In January, I attended a baptism for a young baby in my neighborhood. Senegalese baptisms are incredible events, and oftentimes hundreds of people are in attendance. They include a special lunch and often dinner for all of the guests, copious amounts of tea, dancing, and lots of music. Further, it is tradition to give a gift to the mother to help support herself and the new baby. This day however I forgot my gift. After the communal lunch, my host mom needed to drop off my youngest siblings at home for the afternoon. I told her I would accompany her, as I needed to get my money from my hut for the mother. She smiled kindly saying, “I already gave money.” Flustered by my forgetfulness, I explained that I forgot mine and she smiled again, “The money is for the whole family. You are my son, so it counts for you. You do not need to give anything.”

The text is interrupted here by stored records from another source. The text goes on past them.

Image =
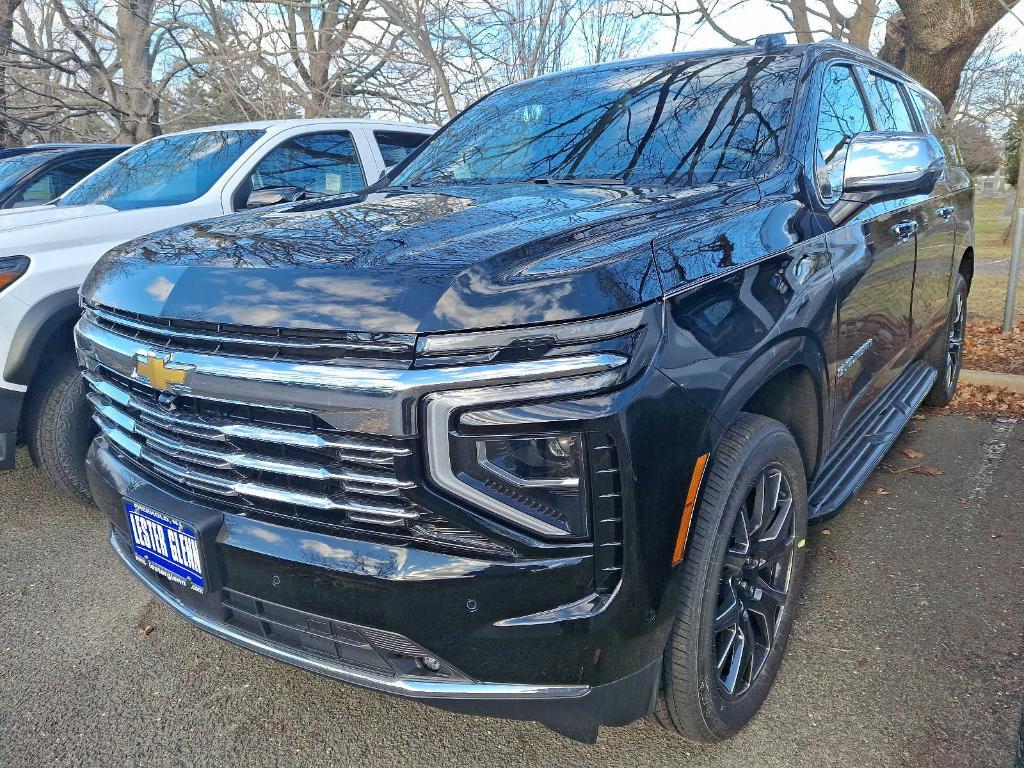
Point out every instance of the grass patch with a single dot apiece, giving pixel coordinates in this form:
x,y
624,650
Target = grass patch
x,y
989,227
988,291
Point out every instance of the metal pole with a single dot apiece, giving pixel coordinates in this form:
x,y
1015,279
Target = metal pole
x,y
1015,272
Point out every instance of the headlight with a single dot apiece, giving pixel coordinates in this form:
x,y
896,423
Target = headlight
x,y
12,267
529,470
534,479
542,475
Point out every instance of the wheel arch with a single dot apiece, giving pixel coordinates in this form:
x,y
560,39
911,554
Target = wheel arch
x,y
788,382
45,329
966,266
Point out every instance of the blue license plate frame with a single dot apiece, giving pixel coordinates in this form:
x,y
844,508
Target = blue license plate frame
x,y
167,545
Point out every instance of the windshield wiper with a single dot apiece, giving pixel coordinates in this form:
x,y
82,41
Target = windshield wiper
x,y
585,181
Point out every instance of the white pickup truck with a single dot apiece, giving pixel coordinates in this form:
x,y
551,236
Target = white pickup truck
x,y
45,252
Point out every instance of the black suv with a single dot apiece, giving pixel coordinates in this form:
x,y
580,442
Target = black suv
x,y
535,426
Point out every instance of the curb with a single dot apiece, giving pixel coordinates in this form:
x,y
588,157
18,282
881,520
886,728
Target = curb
x,y
1011,382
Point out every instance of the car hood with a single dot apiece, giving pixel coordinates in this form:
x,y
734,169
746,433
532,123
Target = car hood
x,y
417,261
47,215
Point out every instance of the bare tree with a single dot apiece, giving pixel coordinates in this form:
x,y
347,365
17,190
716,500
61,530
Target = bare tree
x,y
933,40
804,17
7,8
116,57
609,31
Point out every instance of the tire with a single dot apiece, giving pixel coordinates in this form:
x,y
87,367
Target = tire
x,y
695,700
58,425
946,353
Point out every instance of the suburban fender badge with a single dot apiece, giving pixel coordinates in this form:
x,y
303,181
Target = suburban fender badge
x,y
160,373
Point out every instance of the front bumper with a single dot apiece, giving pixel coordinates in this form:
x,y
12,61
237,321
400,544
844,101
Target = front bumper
x,y
10,414
540,667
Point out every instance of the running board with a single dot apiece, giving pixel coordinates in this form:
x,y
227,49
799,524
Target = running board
x,y
850,463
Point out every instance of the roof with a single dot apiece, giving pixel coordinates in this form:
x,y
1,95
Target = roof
x,y
738,50
339,122
54,150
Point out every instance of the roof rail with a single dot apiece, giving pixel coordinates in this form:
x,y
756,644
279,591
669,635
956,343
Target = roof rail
x,y
770,41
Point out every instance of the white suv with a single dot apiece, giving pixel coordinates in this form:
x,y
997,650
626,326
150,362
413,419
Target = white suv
x,y
46,252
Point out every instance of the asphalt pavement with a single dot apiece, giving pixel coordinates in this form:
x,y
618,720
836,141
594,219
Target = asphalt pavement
x,y
907,650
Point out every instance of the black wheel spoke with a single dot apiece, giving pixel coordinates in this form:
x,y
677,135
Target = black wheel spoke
x,y
778,539
766,601
728,615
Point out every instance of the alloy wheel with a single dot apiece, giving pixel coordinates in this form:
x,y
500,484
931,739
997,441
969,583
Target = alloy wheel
x,y
755,582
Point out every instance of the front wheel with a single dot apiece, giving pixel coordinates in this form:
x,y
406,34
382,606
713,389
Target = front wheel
x,y
58,425
947,353
741,574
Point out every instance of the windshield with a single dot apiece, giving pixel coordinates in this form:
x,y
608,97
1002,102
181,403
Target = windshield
x,y
13,169
682,123
165,171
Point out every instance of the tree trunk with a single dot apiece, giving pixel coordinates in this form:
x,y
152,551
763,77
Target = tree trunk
x,y
858,27
138,116
1019,196
801,22
932,40
7,7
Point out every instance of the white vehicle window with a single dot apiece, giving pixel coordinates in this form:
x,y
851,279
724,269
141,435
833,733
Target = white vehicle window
x,y
317,164
56,181
396,145
167,171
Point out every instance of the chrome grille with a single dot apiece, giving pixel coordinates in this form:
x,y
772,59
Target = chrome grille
x,y
201,446
273,343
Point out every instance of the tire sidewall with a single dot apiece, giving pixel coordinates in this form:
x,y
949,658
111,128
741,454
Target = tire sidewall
x,y
724,717
958,290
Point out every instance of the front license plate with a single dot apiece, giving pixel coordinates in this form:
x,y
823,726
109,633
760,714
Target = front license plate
x,y
166,545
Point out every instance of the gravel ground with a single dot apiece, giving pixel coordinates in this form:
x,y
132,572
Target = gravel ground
x,y
906,652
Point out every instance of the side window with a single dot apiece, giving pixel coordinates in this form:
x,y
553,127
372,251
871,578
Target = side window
x,y
396,145
938,124
891,113
56,181
842,115
317,164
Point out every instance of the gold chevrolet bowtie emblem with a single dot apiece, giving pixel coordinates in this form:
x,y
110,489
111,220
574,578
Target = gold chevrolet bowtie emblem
x,y
156,371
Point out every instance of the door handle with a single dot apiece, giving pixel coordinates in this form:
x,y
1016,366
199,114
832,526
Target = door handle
x,y
904,229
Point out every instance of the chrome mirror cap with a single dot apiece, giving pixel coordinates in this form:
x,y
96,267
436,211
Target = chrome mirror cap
x,y
892,163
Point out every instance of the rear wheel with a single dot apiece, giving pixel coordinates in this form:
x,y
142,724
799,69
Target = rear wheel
x,y
947,353
58,426
741,574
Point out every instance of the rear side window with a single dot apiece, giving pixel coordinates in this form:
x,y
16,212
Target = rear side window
x,y
396,145
56,181
938,124
842,115
891,112
317,164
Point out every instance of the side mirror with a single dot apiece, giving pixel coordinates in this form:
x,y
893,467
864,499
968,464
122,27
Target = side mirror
x,y
271,196
887,166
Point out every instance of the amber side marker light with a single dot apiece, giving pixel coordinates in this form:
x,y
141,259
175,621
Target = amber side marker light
x,y
691,500
12,267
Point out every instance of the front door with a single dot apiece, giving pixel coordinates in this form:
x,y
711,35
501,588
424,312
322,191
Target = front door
x,y
872,259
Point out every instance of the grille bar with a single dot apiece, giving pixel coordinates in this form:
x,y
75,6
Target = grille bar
x,y
249,461
196,453
363,512
216,429
280,342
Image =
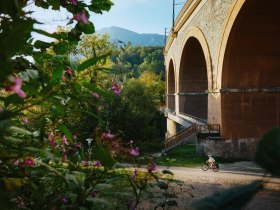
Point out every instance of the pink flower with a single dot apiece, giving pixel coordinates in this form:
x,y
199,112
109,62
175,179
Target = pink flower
x,y
16,163
50,135
81,16
16,87
52,143
85,163
113,153
134,151
107,135
20,202
152,167
69,71
131,206
116,89
63,78
64,158
96,95
25,120
93,194
29,162
63,199
64,140
135,174
97,163
62,102
74,2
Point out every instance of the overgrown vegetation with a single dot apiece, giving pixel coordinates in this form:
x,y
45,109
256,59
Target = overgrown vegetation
x,y
60,142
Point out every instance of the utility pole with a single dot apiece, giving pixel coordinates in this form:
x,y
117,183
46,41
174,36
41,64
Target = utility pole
x,y
173,15
165,34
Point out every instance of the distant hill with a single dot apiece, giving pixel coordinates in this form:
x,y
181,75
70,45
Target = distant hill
x,y
120,34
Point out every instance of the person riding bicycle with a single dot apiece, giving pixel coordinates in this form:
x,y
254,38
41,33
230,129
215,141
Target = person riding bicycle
x,y
211,161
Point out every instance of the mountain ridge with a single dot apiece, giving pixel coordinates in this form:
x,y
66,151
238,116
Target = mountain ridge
x,y
118,34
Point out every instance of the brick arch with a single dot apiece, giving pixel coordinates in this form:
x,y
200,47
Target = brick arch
x,y
249,68
171,85
233,12
198,34
194,76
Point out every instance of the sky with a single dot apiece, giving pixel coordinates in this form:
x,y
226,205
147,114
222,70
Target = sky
x,y
141,16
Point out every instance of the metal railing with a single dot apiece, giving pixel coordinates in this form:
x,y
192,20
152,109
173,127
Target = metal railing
x,y
186,134
179,138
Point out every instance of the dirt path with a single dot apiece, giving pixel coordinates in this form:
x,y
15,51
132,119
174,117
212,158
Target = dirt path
x,y
198,184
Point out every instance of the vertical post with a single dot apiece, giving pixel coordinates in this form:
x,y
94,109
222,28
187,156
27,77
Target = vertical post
x,y
173,15
165,36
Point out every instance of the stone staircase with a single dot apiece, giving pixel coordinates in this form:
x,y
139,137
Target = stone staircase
x,y
179,138
200,131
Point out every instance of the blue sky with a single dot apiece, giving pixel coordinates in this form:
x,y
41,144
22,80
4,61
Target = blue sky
x,y
141,16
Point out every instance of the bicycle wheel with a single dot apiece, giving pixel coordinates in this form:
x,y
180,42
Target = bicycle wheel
x,y
216,167
204,167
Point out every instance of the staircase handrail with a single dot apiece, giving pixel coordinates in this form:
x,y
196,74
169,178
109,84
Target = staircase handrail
x,y
181,135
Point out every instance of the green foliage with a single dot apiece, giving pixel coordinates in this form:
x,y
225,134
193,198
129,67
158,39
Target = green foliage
x,y
135,113
267,156
234,198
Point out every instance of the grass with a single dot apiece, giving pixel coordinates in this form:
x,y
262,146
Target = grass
x,y
184,155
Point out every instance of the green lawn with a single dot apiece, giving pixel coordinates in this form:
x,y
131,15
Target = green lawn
x,y
184,155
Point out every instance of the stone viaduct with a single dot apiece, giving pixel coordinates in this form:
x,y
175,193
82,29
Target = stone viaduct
x,y
223,67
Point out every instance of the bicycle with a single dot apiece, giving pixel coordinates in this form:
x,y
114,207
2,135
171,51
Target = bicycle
x,y
206,166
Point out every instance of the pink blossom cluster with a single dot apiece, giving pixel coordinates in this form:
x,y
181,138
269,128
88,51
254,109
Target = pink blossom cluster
x,y
68,72
116,89
16,87
107,135
81,16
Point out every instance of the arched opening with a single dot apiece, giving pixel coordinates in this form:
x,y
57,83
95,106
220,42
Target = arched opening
x,y
250,96
171,87
193,83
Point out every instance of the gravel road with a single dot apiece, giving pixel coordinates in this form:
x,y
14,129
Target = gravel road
x,y
198,184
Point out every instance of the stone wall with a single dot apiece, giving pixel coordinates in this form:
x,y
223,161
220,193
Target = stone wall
x,y
229,149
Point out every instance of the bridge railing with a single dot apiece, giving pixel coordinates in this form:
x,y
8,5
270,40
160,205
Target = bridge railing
x,y
209,129
179,137
170,101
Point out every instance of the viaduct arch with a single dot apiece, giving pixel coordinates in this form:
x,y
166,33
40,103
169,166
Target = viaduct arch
x,y
223,68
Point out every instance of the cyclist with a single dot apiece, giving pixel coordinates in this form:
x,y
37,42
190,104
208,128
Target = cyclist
x,y
211,161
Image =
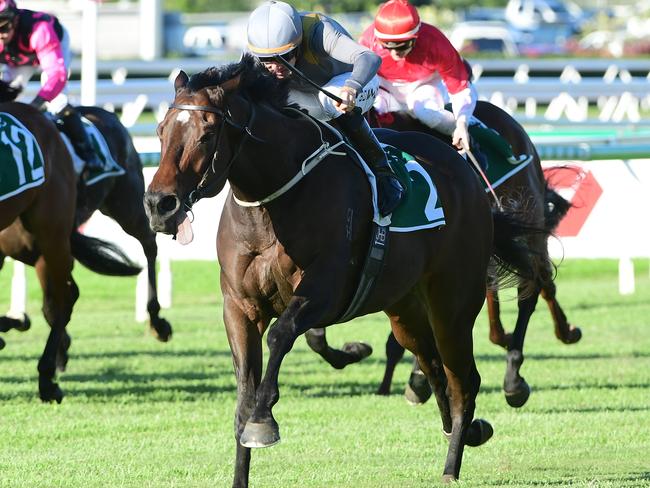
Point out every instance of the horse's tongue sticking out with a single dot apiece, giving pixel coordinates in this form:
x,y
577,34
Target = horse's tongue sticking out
x,y
184,233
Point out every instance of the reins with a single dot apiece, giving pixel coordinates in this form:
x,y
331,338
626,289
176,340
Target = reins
x,y
203,187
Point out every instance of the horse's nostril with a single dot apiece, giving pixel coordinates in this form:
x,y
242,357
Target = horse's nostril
x,y
168,204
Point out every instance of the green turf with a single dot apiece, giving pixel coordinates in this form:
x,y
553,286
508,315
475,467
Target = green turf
x,y
139,413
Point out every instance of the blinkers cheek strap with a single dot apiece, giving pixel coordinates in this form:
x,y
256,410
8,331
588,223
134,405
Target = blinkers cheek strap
x,y
203,187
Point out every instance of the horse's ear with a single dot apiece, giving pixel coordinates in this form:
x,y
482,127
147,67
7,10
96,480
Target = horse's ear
x,y
180,81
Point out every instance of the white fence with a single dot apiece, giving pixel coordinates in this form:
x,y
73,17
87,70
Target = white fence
x,y
603,222
620,90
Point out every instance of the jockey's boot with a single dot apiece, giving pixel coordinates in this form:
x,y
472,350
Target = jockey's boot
x,y
360,135
478,153
74,129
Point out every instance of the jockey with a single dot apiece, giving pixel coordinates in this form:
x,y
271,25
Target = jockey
x,y
419,68
31,40
326,54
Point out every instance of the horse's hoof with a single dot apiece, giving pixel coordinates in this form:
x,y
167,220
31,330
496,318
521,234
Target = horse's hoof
x,y
51,392
519,397
25,323
418,389
359,350
573,336
257,434
161,329
448,478
479,433
384,390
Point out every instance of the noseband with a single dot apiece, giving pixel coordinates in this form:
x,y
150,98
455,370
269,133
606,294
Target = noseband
x,y
203,187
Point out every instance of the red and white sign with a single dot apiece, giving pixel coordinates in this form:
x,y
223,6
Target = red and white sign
x,y
609,214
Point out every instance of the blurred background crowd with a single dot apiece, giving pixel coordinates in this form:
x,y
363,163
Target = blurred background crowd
x,y
493,28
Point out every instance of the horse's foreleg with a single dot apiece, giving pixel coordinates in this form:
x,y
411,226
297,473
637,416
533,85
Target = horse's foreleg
x,y
246,345
394,354
160,327
124,205
498,335
352,352
515,387
564,331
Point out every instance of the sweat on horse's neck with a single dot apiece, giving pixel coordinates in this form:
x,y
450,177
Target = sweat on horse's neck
x,y
262,168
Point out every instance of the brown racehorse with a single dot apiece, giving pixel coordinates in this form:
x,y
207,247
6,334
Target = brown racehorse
x,y
38,229
295,252
542,207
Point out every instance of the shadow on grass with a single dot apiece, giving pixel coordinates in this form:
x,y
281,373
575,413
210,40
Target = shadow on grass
x,y
635,479
162,353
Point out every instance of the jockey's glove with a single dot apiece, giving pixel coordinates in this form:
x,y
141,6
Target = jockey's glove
x,y
460,137
38,103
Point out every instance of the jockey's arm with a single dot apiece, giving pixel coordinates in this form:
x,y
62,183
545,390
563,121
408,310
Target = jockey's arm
x,y
48,50
365,63
462,104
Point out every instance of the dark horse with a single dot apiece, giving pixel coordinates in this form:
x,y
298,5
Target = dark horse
x,y
37,228
298,256
542,207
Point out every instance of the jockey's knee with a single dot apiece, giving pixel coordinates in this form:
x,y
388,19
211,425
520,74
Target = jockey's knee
x,y
440,120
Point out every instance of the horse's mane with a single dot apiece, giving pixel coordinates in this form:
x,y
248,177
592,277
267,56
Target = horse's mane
x,y
256,81
8,93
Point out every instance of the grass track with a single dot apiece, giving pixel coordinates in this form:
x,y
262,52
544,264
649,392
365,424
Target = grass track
x,y
144,414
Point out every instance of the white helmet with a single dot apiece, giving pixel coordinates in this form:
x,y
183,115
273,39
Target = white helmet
x,y
274,28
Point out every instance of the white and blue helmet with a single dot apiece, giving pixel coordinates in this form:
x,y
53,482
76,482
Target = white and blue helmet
x,y
274,29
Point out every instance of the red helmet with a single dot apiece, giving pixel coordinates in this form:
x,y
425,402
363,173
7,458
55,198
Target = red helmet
x,y
397,20
8,9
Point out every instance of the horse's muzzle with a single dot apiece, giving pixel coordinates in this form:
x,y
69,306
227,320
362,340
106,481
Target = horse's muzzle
x,y
161,209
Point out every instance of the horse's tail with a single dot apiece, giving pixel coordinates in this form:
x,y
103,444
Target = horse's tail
x,y
555,208
101,256
514,261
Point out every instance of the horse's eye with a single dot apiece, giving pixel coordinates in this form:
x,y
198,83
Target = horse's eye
x,y
206,138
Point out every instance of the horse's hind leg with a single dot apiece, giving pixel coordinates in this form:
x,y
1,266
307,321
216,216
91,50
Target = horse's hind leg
x,y
245,338
498,335
352,352
563,330
515,387
394,354
59,294
7,323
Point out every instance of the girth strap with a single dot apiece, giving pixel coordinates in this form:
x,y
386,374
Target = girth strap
x,y
371,269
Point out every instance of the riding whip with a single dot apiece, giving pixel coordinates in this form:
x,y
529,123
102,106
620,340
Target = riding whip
x,y
477,166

I am grateful for the support and acceptance of my family. They are immeasurably helpful: they practice Seereer with me, assist with water carrying, show me around the village, cook delicious lunches, and make sure I am happy, healthy and comfortable.
These stories, and many more like them, make me excited for the next phase of my service. Currently, I am back in Thies for In Service Training. We are learning to write grants, polishing our project management skills, and learning advanced agriculture techniques. With this new knowledge and my improving Seereer, I am excited to engage more deeply than ever with my community.